Once again, the true interest of the majority of culturally responsible people in economically emerging Turkey is to be seen here. Once again, there is a need for foreign scientists and experts who are equipped with foreign funds to research already known places in order to secure the cultural property from further destruction. It is of course much easier to reclaim restored and exhibited cultural assets from museums around the world, which usually got there in a legally impeccable manner. And the Turkish side is often too happy to forget to mention that it is by no means a Turkish cultural asset, which is being demanded back, because it is much older. A topic that still leads to heated discussions emotionally. After many years of experience in Turkey, we can clearly say today that it was a good thing, to export Roman artefacts.
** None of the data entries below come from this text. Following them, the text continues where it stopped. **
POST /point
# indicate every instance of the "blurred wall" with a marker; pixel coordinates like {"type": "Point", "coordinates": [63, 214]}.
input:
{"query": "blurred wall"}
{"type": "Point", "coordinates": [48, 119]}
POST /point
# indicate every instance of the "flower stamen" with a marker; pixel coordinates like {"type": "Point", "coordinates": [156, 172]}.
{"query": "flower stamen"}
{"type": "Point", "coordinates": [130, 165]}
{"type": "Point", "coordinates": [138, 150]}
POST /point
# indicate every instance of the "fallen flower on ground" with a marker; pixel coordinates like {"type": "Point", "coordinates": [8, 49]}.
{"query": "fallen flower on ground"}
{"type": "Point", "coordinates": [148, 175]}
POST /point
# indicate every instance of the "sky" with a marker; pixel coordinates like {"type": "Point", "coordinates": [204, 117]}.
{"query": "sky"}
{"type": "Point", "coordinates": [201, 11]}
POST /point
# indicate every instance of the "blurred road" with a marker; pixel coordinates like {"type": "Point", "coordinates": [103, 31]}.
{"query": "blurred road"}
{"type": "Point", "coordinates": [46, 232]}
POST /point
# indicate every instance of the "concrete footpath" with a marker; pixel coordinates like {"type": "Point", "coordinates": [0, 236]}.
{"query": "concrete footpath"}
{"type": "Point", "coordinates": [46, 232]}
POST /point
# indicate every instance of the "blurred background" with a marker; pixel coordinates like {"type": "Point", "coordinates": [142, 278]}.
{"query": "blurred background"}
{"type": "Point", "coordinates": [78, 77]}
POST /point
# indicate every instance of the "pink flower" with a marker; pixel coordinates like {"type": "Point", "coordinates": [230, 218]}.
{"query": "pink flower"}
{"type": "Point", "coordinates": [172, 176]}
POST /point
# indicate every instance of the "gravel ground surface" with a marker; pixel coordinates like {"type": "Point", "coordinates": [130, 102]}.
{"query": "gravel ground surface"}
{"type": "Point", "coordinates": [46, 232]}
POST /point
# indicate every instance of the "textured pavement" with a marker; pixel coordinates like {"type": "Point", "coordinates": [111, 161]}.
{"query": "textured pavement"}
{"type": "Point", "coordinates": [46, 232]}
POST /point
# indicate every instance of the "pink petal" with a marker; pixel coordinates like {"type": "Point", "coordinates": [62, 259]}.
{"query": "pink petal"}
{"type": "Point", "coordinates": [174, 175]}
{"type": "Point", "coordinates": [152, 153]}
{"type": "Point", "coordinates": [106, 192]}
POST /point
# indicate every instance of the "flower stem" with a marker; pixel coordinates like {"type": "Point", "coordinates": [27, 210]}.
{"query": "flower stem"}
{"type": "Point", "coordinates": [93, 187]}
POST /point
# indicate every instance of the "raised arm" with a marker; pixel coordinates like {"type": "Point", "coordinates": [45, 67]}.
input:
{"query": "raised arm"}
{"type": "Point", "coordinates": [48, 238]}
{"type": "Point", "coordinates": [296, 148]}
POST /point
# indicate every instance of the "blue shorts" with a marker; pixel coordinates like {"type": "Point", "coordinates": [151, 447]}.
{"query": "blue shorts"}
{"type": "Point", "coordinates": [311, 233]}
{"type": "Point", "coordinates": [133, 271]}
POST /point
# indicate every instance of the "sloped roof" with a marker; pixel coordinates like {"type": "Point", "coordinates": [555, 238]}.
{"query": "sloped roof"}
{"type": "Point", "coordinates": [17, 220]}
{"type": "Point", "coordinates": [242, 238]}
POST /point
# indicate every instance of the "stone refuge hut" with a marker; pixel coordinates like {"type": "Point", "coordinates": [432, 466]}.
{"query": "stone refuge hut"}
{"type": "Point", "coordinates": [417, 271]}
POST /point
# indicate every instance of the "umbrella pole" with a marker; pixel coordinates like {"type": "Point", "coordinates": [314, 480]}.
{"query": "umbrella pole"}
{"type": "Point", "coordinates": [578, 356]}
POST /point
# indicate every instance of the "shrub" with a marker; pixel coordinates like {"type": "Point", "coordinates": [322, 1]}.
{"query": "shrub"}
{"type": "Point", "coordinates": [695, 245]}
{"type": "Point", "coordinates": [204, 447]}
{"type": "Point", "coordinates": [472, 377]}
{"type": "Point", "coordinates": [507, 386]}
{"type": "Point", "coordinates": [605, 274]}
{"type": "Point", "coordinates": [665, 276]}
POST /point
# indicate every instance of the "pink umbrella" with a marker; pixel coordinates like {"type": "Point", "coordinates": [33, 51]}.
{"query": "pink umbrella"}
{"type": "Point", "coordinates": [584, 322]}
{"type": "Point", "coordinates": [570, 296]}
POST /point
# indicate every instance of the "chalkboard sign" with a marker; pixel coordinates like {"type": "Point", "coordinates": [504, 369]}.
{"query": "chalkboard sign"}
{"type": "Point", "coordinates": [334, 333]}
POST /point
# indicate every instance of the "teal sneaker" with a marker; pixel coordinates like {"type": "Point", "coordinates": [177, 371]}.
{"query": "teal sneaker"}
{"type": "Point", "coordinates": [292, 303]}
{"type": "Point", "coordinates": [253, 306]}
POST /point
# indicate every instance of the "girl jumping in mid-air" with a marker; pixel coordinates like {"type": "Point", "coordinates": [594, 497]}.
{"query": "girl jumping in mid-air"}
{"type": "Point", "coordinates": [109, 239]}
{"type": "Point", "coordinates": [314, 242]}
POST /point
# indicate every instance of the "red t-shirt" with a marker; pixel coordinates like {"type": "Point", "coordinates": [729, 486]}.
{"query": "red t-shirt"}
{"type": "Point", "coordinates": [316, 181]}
The marble would have long been burned to lime (see Magnesia), mosaics carelessly destroyed, frescoes painted over or scratched (see rock-hewn churches in Cappadocia).
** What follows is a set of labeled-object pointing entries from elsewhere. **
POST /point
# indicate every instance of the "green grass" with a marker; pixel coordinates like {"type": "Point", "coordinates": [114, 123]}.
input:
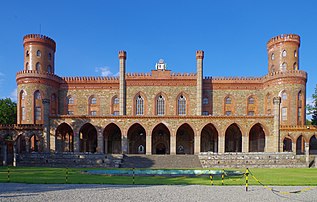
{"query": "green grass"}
{"type": "Point", "coordinates": [268, 176]}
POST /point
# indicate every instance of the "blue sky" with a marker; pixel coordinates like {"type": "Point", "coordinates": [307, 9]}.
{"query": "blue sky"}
{"type": "Point", "coordinates": [89, 35]}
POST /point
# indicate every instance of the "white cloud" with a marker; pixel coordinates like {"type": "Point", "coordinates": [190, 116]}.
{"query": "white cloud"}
{"type": "Point", "coordinates": [105, 71]}
{"type": "Point", "coordinates": [13, 95]}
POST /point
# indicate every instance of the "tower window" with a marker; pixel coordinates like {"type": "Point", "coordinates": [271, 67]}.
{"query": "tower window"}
{"type": "Point", "coordinates": [284, 66]}
{"type": "Point", "coordinates": [38, 53]}
{"type": "Point", "coordinates": [205, 101]}
{"type": "Point", "coordinates": [139, 105]}
{"type": "Point", "coordinates": [181, 105]}
{"type": "Point", "coordinates": [38, 66]}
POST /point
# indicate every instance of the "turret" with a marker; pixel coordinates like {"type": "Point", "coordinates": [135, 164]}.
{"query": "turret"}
{"type": "Point", "coordinates": [39, 53]}
{"type": "Point", "coordinates": [122, 98]}
{"type": "Point", "coordinates": [283, 52]}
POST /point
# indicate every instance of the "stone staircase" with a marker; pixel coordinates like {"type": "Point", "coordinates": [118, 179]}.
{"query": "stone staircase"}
{"type": "Point", "coordinates": [252, 160]}
{"type": "Point", "coordinates": [69, 160]}
{"type": "Point", "coordinates": [160, 161]}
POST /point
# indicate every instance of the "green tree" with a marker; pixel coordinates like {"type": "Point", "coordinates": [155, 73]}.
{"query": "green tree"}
{"type": "Point", "coordinates": [8, 111]}
{"type": "Point", "coordinates": [312, 108]}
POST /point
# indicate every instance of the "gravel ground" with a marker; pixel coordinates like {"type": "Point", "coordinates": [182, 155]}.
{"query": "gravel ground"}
{"type": "Point", "coordinates": [121, 193]}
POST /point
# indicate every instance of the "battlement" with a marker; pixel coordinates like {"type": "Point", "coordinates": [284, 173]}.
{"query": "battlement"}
{"type": "Point", "coordinates": [284, 38]}
{"type": "Point", "coordinates": [39, 39]}
{"type": "Point", "coordinates": [199, 54]}
{"type": "Point", "coordinates": [122, 54]}
{"type": "Point", "coordinates": [98, 79]}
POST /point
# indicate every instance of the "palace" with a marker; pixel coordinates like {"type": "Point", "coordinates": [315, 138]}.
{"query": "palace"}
{"type": "Point", "coordinates": [160, 112]}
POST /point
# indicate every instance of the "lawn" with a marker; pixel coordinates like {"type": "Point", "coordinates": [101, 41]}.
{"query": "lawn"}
{"type": "Point", "coordinates": [268, 176]}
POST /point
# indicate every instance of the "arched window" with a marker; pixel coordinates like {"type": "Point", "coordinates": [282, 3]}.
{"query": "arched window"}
{"type": "Point", "coordinates": [49, 69]}
{"type": "Point", "coordinates": [93, 100]}
{"type": "Point", "coordinates": [251, 100]}
{"type": "Point", "coordinates": [70, 100]}
{"type": "Point", "coordinates": [38, 66]}
{"type": "Point", "coordinates": [284, 66]}
{"type": "Point", "coordinates": [182, 105]}
{"type": "Point", "coordinates": [160, 105]}
{"type": "Point", "coordinates": [205, 101]}
{"type": "Point", "coordinates": [139, 105]}
{"type": "Point", "coordinates": [38, 53]}
{"type": "Point", "coordinates": [37, 106]}
{"type": "Point", "coordinates": [295, 66]}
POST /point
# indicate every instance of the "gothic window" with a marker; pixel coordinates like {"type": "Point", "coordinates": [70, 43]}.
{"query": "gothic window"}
{"type": "Point", "coordinates": [181, 105]}
{"type": "Point", "coordinates": [205, 101]}
{"type": "Point", "coordinates": [70, 100]}
{"type": "Point", "coordinates": [139, 105]}
{"type": "Point", "coordinates": [93, 100]}
{"type": "Point", "coordinates": [49, 69]}
{"type": "Point", "coordinates": [38, 53]}
{"type": "Point", "coordinates": [284, 66]}
{"type": "Point", "coordinates": [160, 105]}
{"type": "Point", "coordinates": [251, 100]}
{"type": "Point", "coordinates": [228, 100]}
{"type": "Point", "coordinates": [284, 114]}
{"type": "Point", "coordinates": [38, 66]}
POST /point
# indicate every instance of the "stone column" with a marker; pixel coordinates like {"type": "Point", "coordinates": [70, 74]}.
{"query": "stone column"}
{"type": "Point", "coordinates": [197, 143]}
{"type": "Point", "coordinates": [148, 142]}
{"type": "Point", "coordinates": [76, 141]}
{"type": "Point", "coordinates": [199, 84]}
{"type": "Point", "coordinates": [100, 145]}
{"type": "Point", "coordinates": [276, 127]}
{"type": "Point", "coordinates": [221, 144]}
{"type": "Point", "coordinates": [245, 143]}
{"type": "Point", "coordinates": [307, 153]}
{"type": "Point", "coordinates": [173, 143]}
{"type": "Point", "coordinates": [122, 87]}
{"type": "Point", "coordinates": [46, 124]}
{"type": "Point", "coordinates": [124, 143]}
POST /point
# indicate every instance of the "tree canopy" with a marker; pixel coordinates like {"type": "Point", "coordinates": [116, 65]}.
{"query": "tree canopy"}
{"type": "Point", "coordinates": [8, 111]}
{"type": "Point", "coordinates": [312, 108]}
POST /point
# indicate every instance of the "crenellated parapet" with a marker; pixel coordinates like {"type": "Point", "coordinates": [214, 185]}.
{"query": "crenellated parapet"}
{"type": "Point", "coordinates": [284, 38]}
{"type": "Point", "coordinates": [38, 38]}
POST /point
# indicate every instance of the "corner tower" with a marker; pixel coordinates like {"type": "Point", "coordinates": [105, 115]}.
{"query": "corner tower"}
{"type": "Point", "coordinates": [283, 52]}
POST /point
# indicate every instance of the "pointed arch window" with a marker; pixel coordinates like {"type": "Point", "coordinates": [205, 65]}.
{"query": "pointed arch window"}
{"type": "Point", "coordinates": [160, 105]}
{"type": "Point", "coordinates": [139, 105]}
{"type": "Point", "coordinates": [182, 105]}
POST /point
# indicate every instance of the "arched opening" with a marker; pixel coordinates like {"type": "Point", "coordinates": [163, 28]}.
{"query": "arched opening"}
{"type": "Point", "coordinates": [34, 143]}
{"type": "Point", "coordinates": [233, 139]}
{"type": "Point", "coordinates": [160, 140]}
{"type": "Point", "coordinates": [185, 140]}
{"type": "Point", "coordinates": [112, 139]}
{"type": "Point", "coordinates": [313, 145]}
{"type": "Point", "coordinates": [256, 139]}
{"type": "Point", "coordinates": [300, 145]}
{"type": "Point", "coordinates": [20, 144]}
{"type": "Point", "coordinates": [136, 139]}
{"type": "Point", "coordinates": [64, 138]}
{"type": "Point", "coordinates": [287, 145]}
{"type": "Point", "coordinates": [209, 139]}
{"type": "Point", "coordinates": [88, 138]}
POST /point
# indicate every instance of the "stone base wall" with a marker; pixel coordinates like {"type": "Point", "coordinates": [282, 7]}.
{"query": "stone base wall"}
{"type": "Point", "coordinates": [252, 160]}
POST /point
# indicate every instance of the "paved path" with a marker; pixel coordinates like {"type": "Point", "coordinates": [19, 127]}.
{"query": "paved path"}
{"type": "Point", "coordinates": [122, 193]}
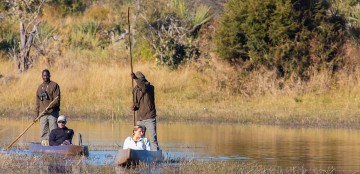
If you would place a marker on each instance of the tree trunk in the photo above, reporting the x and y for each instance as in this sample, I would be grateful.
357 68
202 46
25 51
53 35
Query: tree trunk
24 60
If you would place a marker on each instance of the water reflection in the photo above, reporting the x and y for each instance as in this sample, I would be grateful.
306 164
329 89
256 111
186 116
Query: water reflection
311 148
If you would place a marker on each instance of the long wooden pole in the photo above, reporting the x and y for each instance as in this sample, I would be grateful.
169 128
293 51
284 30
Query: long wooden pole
34 121
132 71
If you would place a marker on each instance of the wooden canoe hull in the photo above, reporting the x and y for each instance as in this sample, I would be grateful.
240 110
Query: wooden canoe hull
70 150
130 156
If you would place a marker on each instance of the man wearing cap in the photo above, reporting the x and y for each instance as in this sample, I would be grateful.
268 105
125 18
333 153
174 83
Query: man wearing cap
45 94
144 104
61 135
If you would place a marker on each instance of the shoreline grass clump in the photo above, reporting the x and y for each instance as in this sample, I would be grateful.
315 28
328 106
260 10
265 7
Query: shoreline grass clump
87 54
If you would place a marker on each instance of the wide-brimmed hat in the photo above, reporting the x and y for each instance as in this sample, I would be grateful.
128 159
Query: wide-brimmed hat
62 118
140 75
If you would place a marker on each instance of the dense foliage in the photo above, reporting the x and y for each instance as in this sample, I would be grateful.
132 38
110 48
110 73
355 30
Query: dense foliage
291 36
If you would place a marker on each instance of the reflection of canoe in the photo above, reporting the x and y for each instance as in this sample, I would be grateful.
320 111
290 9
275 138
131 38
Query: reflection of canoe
70 150
129 156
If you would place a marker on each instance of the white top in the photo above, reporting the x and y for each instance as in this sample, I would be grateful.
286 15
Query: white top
142 144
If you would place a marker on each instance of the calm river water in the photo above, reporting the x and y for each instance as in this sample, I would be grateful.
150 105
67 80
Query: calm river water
273 146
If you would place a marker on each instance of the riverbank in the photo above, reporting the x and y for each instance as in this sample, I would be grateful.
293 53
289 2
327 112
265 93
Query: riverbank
103 92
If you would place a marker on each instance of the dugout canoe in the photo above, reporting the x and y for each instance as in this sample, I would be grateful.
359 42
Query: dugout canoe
126 157
69 150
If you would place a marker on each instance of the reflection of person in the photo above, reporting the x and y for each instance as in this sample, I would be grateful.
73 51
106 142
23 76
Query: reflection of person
45 94
61 135
144 104
138 141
Antiochus von Kommagene founds Antiocha ad Cragum
But back to Antioch ad Cragum. Antioch on the Kragos was an ancient city in the rough Cilicia (Kilikia Tracheia) on the south coast of Asia Minor, 20 km southeast of Selinus, today's Gazipasa in the Turkish province of Antalya, near the present-day village of Güneyköy. It was probably founded in the middle of the 1st century AD by King Antiochus IV of Kommagene (38-72 AD) after Claudius had entrusted him with control of the rough Cilicia in 41 AD. Since 72 AD it belonged to the new Roman province of Cilicia, from the beginning of the 4th century to the 7th century to the province of Isauria. For a long time science assumed that the city was rather insignificant and just superficially Romanized, but in recent years there have been increasing signs that Antioch ad Cragum was more important and richer than previously assumed.
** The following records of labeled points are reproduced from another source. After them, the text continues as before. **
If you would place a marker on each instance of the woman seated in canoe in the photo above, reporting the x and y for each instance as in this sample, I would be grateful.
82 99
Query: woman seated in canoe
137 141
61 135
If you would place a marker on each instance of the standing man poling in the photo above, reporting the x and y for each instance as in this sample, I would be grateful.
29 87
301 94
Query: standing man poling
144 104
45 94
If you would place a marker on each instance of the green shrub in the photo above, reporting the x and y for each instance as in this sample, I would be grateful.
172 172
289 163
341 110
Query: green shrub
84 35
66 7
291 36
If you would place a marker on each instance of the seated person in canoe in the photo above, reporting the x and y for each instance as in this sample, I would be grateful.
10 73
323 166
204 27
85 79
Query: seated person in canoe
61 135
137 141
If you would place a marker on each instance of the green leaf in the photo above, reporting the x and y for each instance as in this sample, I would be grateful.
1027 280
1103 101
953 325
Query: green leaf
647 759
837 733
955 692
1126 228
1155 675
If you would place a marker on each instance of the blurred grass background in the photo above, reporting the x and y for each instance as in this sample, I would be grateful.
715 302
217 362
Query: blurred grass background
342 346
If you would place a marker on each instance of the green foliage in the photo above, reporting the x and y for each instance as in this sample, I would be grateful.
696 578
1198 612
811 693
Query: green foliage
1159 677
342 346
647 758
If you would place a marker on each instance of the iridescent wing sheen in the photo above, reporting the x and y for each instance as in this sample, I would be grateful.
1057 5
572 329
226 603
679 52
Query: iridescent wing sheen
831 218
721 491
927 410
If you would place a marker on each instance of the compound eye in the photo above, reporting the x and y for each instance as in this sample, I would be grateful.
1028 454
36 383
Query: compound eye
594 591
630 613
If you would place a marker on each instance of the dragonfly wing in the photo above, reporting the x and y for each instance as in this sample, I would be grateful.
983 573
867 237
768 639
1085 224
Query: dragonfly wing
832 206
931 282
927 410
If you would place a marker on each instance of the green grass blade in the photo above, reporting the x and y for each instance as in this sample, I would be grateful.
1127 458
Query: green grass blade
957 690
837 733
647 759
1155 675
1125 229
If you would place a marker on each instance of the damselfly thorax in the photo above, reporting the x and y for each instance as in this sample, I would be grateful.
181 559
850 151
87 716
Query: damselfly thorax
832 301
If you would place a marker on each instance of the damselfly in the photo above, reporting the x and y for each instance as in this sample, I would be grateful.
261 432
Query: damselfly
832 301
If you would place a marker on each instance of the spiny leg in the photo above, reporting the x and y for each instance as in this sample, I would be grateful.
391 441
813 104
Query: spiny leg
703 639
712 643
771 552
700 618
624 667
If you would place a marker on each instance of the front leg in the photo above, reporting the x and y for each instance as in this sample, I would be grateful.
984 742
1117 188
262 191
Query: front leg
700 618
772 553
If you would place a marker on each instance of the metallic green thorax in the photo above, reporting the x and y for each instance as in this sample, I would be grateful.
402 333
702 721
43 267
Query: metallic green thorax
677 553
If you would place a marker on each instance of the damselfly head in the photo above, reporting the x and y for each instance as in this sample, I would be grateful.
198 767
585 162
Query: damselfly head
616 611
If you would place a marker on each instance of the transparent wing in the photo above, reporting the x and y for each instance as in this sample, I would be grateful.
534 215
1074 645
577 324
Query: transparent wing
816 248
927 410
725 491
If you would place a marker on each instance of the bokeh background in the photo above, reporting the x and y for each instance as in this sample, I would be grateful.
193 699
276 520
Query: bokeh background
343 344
The area of the Roman mosaic excavated here covers around 150 square meters and shows once again how much the region around Gazipasa was under the far-reaching Roman influence in the first centuries AD. Excavation manager Michael Hoff proudly says: "We were surprised to find a mosaic of such size and caliber in this region"; and so he continues, "Historically and archaeologically, we don't know much about this area."
Temples, baths, markets and colonnades in Antiocha ad Cragum
Antiochia ad Cragum was obviously structured like a typical Roman provincial town. There were temples, baths, markets and colonnaded streets. The economy at that time was based on the timber trade and wine. The now exposed mosaic was part of a bathroom. It consists of several large squares which are filled with different geometric patterns and ornaments. "It's a beautiful mosaic," said Hoff. According to his estimates, just 40 percent of the total area has now been exposed.
It is likely to be the largest such mosaic in the region from around 300 AD, said excavation manager Michael Hoff. Hoff's team has been excavating the ancient city of Antiochia ad Cragum on the Turkish Mediterranean coast since 2005.